Six semaines après, la catastrophe humanitaire au Japon

Six semaines après la triple catastrophe – séisme, tsunami et nucléaire – du 11 mars 2011, la gravité d’une crise aux multiples facettes se confirme.

Crise sociale et sanitaire

L’attention se porte tout naturellement sur le versant nucléaire de la catastrophe japonaise ; il ne faut cependant pas qu’il fasse oublier le versant social de la crise, lui aussi dramatique à la suite des dévastations provoquées par le raz-de-marée. Pour donner la mesure des dégâts, notons que 90% de la flotte de pêche dans la région côtière du Nord-Est frappée par le tsunami a été détruite, ainsi que des villages et des ports entiers ou des milliers d’entreprises ; de riches terres agricoles sont stérilisées (salinisation, radioactivité…)...

Des dizaines de milliers de réfugiés vivent toujours dans la précarité. La pauvreté menace avec parfois des risques de malnutrition ou d’infection, selon des rapports médicaux [1]. Le traumatisme psychologique sera difficile à surmonter, notamment pour les enfants et des personnes âgées qui ont tout perdu (proches, logement…) et dont les lieux de vie ont souvent été rayés de la carte.

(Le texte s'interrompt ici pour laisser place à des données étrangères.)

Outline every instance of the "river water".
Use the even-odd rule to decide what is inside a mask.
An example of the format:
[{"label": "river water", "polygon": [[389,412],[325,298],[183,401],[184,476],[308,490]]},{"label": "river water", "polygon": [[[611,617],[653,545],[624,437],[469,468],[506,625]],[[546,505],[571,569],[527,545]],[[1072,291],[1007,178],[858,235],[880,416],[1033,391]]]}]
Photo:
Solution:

Les milliers de travailleurs et de volontaires qui s’emploient à déblayer et nettoyer les zones frappées par le tremblement de terre et le tsunami opèrent dans des conditions sanitaires parfois dangereuses, car l’effondrement des bâtiments à libéré l’amiante, un produit hautement cancérigène, qu’ils contenaient [2].

« Les entreprises licencient et les salariés n’ont nulle part où se tourner » note le Yomiuri Shimbun. Un travailleur précaire remarque amèrement que « quand de telles catastrophes se produisent, nous sommes les premiers à être remerciés » [3].

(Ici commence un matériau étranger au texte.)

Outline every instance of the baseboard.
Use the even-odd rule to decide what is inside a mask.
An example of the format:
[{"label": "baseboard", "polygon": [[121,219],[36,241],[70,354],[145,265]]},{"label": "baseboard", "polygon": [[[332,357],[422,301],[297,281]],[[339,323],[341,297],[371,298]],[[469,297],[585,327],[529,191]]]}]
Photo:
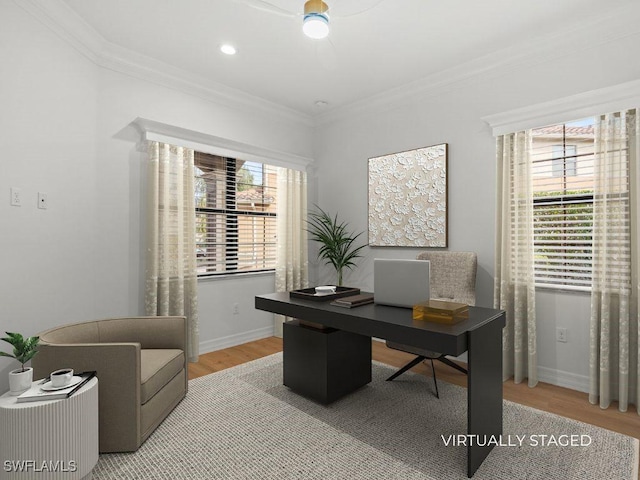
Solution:
[{"label": "baseboard", "polygon": [[242,345],[243,343],[253,342],[254,340],[260,340],[261,338],[272,336],[273,325],[249,330],[248,332],[236,333],[227,337],[214,338],[213,340],[200,342],[200,353],[215,352],[216,350],[222,350],[223,348],[235,347],[236,345]]},{"label": "baseboard", "polygon": [[576,375],[575,373],[538,366],[538,380],[579,392],[589,392],[589,377],[586,375]]}]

Des logements temporaires sont construits en urgence, mais on ignore encore quelle sera la politique gouvernementale de reconstruction des zones dévastées et en faveur de qui elle sera mise en œuvre. La question mérite d’autant plus d’être posée que le patronat se met en ordre de bataille pour faire payer aux salariés la facture de la crise. L’abaissement des minimas sociaux a été rapidement évoqué et le gouvernement annonce maintenant qu’il prévoit de réduire d’environ 10% les salaires dans la fonction publique nationale pour alimenter un fonds de reconstruction [4].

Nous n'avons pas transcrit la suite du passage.